Autotaxin (ATX) is an ecto-enzyme that activates LPA, a signaling molecule that enhances the vascularization of tumors, fosters tumor growth, and enhances cancer’s ability to metastasize. Demetrios Braddock, M.D., Ph.D., associate professor of pathology, and his colleagues at the Yale Center for Molecular Discovery at Yale’s West Campus screened more than 20,000 chemical compounds and found one that inhibits autotaxin’s activity in vitro. Using a $25,000 award from YCCI, Braddock subsequently demonstrated that bithionol, an anthelminthic drug withdrawn for safety reasons in 1992, shrinks tumors in mice. The YCCI-supported in vivo studies were subsequently leveraged by Braddock to receive a €50.000 award from Bayer HealthCare’s “Grants4Targets” program.
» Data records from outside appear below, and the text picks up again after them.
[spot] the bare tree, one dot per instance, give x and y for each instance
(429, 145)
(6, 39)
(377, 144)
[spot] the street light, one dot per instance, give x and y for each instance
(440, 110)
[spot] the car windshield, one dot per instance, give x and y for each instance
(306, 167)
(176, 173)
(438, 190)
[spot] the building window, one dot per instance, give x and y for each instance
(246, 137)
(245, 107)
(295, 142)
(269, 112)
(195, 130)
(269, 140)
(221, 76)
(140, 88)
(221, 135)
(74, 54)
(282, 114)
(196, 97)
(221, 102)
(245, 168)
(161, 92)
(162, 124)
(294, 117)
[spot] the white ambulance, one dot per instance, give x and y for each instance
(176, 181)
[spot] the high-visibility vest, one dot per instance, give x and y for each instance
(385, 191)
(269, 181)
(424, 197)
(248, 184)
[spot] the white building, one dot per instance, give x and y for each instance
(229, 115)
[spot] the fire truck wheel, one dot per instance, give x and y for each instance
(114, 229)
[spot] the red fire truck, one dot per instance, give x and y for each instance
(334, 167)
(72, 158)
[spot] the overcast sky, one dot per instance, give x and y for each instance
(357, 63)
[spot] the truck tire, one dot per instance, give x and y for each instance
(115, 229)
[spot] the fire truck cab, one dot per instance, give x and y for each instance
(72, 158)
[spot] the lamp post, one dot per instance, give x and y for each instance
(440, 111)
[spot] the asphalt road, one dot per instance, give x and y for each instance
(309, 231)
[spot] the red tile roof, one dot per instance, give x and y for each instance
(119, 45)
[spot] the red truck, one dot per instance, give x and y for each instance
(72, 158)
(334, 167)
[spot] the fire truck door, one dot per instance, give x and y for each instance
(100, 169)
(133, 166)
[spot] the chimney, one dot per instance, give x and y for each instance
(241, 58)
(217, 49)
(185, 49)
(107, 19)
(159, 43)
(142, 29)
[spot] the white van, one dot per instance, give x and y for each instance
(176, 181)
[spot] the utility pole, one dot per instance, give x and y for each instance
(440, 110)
David A. Spiegel, M.D., Ph.D., associate professor of chemistry and pharmacology, was awarded less than $10,000 for a project which showed such promising results that he successfully applied for a Basic Science Pilot Award, which provides funding for new research initiatives that combine Yale investigators from different disciplines. Spiegel developed a new class of molecules with a novel bifunctional mechanism of action (antagonist and antibodyrecruiting molecules) targeting prostate cancer (ARM-P) and HIV (ARM-H). He had shown in vitro that ARM-P binds to a specific target protein on the surface of prostate cancer cells and then recruits antibodies, tagging them as a threat to be attacked by the body’s immune system. He and his laboratory demonstrated the robustness of this approach by showing that ARM-H will cause HIV-infected cells to be killed in a similar antibody-mediated manner. A Basic Science Collaboration pilot award from YCCI allowed him to evaluate the efficacy of this novel therapeutic strategy in mice, preparing the way for treatments that have fewer side effects, are inexpensive to produce, and could in theory be administered orally. OCR and the Office of Grant and Contract Administration recently concluded negotiations with Bristol-Myers Squibb for two sponsored research agreements supporting further development and exploration of the ARM technology.
These projects illustrate the innovative ways in which YCCI seeks to overcome obstacles that slow the development of therapeutics. “This approach has also allowed us to foster collaborations between investigators from different disciplines that are called upon to evaluate potential research projects and end up working together in unexpected ways.” said Robert Sherwin, M.D., director of YCCI. “I’m pleased that these efforts align so well with the broader vision of the NIH and its centers that support Yale’s research.”